Les problématiques de pollution des sols sont globales : au niveau européen, 70 % des sols sont dégradés !
Or, l’état des sols est un enjeu particulièrement décisif dans la lutte contre le changement climatique et le déclin de la biodiversité.
La pollution des sols expose la santé humaine et l’environnement à des risques potentiellement graves et irréversibles.
Alors même que des sols sains :
- sont à la base de 95 % des aliments que nous consommons,
- abritent plus de 25 % de la biodiversité dans le monde,
- représentent le plus grand réservoir à carbone terrestre de la planète.
Il est donc urgent de protéger les sols de toute pollution.
En novembre 2021, la Commission européenne a présenté une stratégie en faveur des sols, avec une législation spéciale en 2023 à la clé.

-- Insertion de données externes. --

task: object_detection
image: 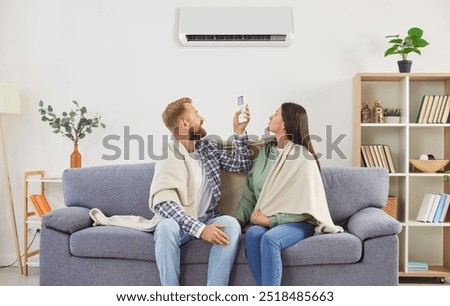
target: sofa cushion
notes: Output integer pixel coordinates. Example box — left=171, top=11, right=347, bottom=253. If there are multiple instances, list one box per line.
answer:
left=235, top=232, right=363, bottom=266
left=69, top=226, right=155, bottom=261
left=282, top=232, right=363, bottom=266
left=322, top=167, right=389, bottom=228
left=62, top=162, right=155, bottom=219
left=70, top=226, right=229, bottom=264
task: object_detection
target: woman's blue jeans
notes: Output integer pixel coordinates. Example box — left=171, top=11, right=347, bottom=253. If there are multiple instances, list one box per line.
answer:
left=245, top=222, right=314, bottom=286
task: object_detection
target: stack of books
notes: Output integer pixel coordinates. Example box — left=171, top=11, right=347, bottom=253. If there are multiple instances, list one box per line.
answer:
left=416, top=193, right=450, bottom=223
left=28, top=194, right=52, bottom=217
left=408, top=260, right=428, bottom=272
left=416, top=95, right=450, bottom=123
left=361, top=144, right=395, bottom=173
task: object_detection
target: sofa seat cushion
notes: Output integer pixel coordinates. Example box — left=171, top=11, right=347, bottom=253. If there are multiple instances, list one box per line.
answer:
left=70, top=226, right=218, bottom=264
left=70, top=226, right=155, bottom=261
left=236, top=232, right=363, bottom=266
left=282, top=232, right=363, bottom=266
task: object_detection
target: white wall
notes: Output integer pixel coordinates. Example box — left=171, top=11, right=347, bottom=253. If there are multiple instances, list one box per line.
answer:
left=0, top=0, right=450, bottom=264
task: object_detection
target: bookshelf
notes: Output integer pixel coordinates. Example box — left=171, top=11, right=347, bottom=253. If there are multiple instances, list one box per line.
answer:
left=353, top=73, right=450, bottom=281
left=23, top=171, right=62, bottom=276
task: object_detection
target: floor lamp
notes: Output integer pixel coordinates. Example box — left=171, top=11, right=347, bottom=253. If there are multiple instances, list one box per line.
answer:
left=0, top=81, right=23, bottom=274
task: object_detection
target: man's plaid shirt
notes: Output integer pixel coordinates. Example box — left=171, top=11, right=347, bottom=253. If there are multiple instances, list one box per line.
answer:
left=155, top=134, right=252, bottom=238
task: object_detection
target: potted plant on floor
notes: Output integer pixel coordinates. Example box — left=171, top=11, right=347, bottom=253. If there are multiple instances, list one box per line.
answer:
left=384, top=27, right=429, bottom=72
left=39, top=101, right=105, bottom=168
left=383, top=108, right=401, bottom=123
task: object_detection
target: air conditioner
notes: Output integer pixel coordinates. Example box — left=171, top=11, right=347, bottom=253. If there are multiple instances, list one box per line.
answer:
left=178, top=7, right=294, bottom=47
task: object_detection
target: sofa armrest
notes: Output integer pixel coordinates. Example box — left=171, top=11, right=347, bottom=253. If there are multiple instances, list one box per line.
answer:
left=42, top=206, right=93, bottom=234
left=347, top=207, right=402, bottom=241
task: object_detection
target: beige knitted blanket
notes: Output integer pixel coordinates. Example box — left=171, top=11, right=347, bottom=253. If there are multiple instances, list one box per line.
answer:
left=255, top=142, right=343, bottom=233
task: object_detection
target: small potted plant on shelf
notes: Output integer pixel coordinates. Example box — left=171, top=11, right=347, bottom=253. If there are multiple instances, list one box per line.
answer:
left=39, top=101, right=105, bottom=168
left=384, top=27, right=429, bottom=72
left=383, top=108, right=401, bottom=123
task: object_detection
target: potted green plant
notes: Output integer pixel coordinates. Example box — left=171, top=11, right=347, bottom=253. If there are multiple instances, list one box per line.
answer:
left=39, top=100, right=105, bottom=168
left=383, top=108, right=401, bottom=123
left=384, top=27, right=429, bottom=72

L’objectif ? Que les sols européens soient restaurés, résilients et protégés.
Ainsi, en attendant l’évolution tant attendue du cadre juridique pour préserver les sols, beaucoup de personnes se posent la question suivante :
➡ Que faire si je découvre une pollution ?
Et bien il faut agir rapidement ! Cet article vous présente les 4 réflexes essentiels pour agir si vous découvrez une pollution.
Auparavant, voici une explication de la définition juridique de la pollution et des sources de pollution des sols.
➤ Quelle est la définition juridique de la “pollution” ?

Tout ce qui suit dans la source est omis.